Quelques jours à peine après le si important discours du délégué du Loir-et-Cher, le 3 décembre, le procureur-syndic du département d’Indre-et-Loire, après avoir soulevé les applaudissements de la Convention par le récit de ses efforts pour faire respecter la loi, la trouble et la heurte par la brusque demande de la taxation des denrées : « Citoyens, nous vous proposons le seul remède que nous croyons efficace dans une circonstance aussi délicate. Mettez à la portée du peuple, par une taxe générale sur tous les comestibles, ces objets de première nécessité ; alors vous ajouterez au bienfait d’avoir créé la République, celui de la sauver. » Une partie de la Convention applaudit, l’autre murmura. Mais le problème était irrévocablement posé.

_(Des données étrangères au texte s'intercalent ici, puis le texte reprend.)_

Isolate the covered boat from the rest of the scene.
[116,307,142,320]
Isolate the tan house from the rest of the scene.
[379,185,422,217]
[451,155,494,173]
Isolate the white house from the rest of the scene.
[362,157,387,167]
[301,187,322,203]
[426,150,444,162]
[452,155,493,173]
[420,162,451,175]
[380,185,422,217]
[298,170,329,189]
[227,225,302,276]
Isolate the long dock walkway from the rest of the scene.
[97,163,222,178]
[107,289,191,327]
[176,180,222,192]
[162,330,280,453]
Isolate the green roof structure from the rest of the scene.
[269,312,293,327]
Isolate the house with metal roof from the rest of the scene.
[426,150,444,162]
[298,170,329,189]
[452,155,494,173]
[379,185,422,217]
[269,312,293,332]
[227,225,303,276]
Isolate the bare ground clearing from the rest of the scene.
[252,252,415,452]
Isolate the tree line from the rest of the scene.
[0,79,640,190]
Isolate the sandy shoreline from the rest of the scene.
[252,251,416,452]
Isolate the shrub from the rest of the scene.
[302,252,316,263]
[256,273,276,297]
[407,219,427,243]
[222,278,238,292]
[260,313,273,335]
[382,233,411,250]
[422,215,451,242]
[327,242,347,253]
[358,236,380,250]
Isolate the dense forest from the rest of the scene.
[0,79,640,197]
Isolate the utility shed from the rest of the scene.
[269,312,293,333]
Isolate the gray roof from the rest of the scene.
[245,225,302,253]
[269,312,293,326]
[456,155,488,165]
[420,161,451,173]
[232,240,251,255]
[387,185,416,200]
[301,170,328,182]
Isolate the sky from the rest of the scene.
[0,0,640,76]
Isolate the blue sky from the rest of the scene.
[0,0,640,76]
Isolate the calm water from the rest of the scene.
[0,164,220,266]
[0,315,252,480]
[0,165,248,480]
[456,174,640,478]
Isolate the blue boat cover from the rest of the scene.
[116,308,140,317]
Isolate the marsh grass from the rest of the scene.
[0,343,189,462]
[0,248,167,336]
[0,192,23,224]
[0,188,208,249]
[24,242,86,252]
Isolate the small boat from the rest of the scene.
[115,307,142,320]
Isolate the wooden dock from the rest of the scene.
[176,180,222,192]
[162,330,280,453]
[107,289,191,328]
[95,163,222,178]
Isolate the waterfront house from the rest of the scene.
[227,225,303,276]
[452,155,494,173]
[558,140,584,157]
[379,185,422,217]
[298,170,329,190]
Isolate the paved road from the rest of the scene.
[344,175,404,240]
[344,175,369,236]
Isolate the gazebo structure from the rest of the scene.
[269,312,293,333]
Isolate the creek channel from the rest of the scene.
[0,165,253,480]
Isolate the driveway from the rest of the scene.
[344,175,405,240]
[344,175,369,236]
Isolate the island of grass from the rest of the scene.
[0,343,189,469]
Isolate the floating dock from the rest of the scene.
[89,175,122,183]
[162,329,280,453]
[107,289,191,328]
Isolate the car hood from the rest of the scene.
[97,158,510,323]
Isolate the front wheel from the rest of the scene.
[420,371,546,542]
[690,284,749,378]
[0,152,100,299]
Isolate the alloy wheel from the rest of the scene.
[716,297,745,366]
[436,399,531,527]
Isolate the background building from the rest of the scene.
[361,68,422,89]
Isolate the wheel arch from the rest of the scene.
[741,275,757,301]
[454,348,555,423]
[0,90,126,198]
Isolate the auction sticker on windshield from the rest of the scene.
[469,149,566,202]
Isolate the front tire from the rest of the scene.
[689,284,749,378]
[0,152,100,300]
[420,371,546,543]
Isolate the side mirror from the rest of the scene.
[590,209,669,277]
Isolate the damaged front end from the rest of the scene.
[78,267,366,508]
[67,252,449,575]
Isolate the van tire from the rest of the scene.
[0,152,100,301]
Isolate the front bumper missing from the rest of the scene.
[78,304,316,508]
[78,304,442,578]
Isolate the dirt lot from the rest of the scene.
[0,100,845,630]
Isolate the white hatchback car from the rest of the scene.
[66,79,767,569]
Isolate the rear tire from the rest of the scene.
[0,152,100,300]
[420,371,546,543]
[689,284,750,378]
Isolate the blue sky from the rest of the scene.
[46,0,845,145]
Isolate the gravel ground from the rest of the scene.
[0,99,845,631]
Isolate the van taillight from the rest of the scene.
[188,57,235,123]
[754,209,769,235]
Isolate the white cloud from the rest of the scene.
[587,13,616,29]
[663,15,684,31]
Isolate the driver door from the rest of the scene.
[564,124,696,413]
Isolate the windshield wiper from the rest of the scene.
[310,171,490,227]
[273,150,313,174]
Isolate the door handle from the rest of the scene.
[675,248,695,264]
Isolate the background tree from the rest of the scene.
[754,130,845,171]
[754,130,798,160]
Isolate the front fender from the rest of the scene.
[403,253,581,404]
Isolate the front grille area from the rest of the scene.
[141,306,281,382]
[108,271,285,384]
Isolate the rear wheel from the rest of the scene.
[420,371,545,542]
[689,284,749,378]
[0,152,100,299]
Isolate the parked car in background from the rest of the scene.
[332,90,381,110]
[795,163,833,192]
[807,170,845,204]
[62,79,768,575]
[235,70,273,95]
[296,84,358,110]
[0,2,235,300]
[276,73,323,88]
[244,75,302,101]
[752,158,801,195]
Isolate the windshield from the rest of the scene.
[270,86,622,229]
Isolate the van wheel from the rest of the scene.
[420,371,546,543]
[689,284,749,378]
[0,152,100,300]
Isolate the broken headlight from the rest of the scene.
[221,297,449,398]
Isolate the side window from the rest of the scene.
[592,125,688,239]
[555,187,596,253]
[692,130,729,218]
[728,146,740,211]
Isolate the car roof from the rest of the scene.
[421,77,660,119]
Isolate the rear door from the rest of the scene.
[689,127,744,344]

Les hésitations de la Convention étaient extrêmes. Tout d’abord, elle ne discuta même pas l’idée du maximum et de la taxation ; celle-ci lui paraissait trop violemment contraire à la liberté des échanges et au droit de la propriété individuelle, sans doute aussi d’une application trop malaisée. La seule question qu’elle se risque à aborder est celle-ci : Comment obliger les propriétaires et les fermiers à apporter leur blé sur les marchés ? Mais ici encore son embarras est grand. Les comités d’agriculture et de commerce réunis proposèrent le 3 et le 16 novembre, par le rapport de Fabre de l’Hérault, un projet assez mêlé :

« Art. 1er. — Immédiatement après la publication du présent décret, tout propriétaire, fermier ou dépositaire quelconque sera tenu de faire, devers la municipalité du lieu de son domicile, la déclaration de la quantité de grains qu’il possède dans ses greniers et, par approximation, celle qui lui reste à battre dans ses granges ; les directoires du district nommeront des commissaires pour surveiller l’exécution dans les diverses municipalités.

« Art. 2. — D’après lesdites déclarations les officiers municipaux pourront requérir tout propriétaire, fermier ou dépositaire quelconque, de porter dans le marché public qu’il désignera lui-même, la quantité de grains qui sera jugée nécessaire, sans qu’en aucun cas et sous aucun prétexte on puisse en taxer le prix.

« Art. 3. — Les bladiers et muletiers pourront continuer leur commerce, mais ne pourront vendre que dans les marchés publics.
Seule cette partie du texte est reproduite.